After reading extensively on the subject I would like to clarify this apparent problem with "Bayes Rule".
Namely the notation often used P(A and B) = P (B and A) has a big assumption that I will try to point out. This might be similar to questions regarding the inverse fallacy that I have seen around but I will try to point out something that I think is more specific although likely related.
Bayes realies on the following statement:
P (A and B) = P (B and A)
1) P (A and B) = P(A) * P(B|A)
"this assumes A happens first and A affects B" (i.e. the probability of A is multiplied by the probability of B once we know A has happened).
2) P (B and A) = P(B) * P(A|B)
"again, this calculates the combined probability but in terms of P(B) and the probability of A assuming B has happened (i.e.
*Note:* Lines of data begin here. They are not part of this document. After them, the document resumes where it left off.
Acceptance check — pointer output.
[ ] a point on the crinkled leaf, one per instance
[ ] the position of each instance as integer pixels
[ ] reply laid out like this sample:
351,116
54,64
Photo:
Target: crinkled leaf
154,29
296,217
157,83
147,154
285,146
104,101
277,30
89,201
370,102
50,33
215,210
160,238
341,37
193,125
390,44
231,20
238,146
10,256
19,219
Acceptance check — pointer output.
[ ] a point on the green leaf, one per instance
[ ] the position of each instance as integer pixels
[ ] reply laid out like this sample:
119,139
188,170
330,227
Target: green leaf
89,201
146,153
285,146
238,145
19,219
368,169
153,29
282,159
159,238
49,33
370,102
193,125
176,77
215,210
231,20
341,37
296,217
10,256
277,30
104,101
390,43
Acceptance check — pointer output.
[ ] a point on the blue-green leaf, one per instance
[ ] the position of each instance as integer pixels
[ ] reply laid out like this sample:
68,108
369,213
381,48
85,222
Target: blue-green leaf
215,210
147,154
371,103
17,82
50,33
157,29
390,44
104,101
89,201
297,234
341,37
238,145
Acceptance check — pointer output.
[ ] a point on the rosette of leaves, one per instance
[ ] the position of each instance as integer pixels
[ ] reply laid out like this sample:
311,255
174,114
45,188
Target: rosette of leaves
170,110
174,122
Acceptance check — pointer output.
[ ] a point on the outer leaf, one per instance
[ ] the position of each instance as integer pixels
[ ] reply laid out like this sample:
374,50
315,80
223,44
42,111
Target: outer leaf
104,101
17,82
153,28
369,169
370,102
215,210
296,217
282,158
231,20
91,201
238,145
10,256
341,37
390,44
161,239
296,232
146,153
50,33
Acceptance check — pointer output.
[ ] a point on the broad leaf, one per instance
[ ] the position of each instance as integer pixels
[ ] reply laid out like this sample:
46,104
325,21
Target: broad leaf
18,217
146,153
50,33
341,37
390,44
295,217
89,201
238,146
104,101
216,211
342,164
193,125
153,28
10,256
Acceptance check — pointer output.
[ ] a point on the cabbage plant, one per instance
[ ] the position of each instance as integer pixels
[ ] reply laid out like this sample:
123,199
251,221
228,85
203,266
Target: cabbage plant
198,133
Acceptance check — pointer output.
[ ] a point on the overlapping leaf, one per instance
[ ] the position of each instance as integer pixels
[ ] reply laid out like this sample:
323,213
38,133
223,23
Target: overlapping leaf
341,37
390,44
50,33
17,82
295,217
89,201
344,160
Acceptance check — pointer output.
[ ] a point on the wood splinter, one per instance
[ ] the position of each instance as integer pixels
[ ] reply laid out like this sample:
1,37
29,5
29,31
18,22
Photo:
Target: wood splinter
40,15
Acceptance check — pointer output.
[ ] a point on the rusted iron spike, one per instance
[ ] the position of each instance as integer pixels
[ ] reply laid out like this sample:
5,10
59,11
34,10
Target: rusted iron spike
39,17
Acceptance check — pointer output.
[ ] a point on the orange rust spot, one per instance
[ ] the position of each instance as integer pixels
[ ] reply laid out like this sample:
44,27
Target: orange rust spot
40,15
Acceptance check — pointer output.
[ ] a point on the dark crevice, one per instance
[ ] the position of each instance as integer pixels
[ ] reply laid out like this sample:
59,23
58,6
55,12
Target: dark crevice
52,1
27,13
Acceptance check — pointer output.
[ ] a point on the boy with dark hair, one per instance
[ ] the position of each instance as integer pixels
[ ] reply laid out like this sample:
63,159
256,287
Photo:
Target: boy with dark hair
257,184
P(A|B), and therefore assumes B affects A."
This might seem logical as we use this notation because we are dealing with dependent variables. Had we been thinking these variables are independent we would say P (A and B) = P(A) * P(B).
However, my question is "What if the first assumption is correct but the second one is not?" Specifically Bayes seems to assume that if A affect B then B must affect A but this is NOT necessarily true in real life. In this case P(B and A) = P(B) * P(A) and therefore:
P(A and B) ≠ P (B and A)
I can think of several examples in which the order of events have an effect in on direction but not in the other.
So it seems to me that when using Bayes and assuming P(A and B) = P(B and A) we are making a big underlying assumption, in addition to the value estimates that will follow. Some people say well P(A and B) = L (B and A) , meaning that you are using that notation to refer to the fact that you are trying to estimate P(A and B) on the basis of a Likelihood function in terms of B, but then again that approximation could be terribly flawed (just like many things in statistics I suppose).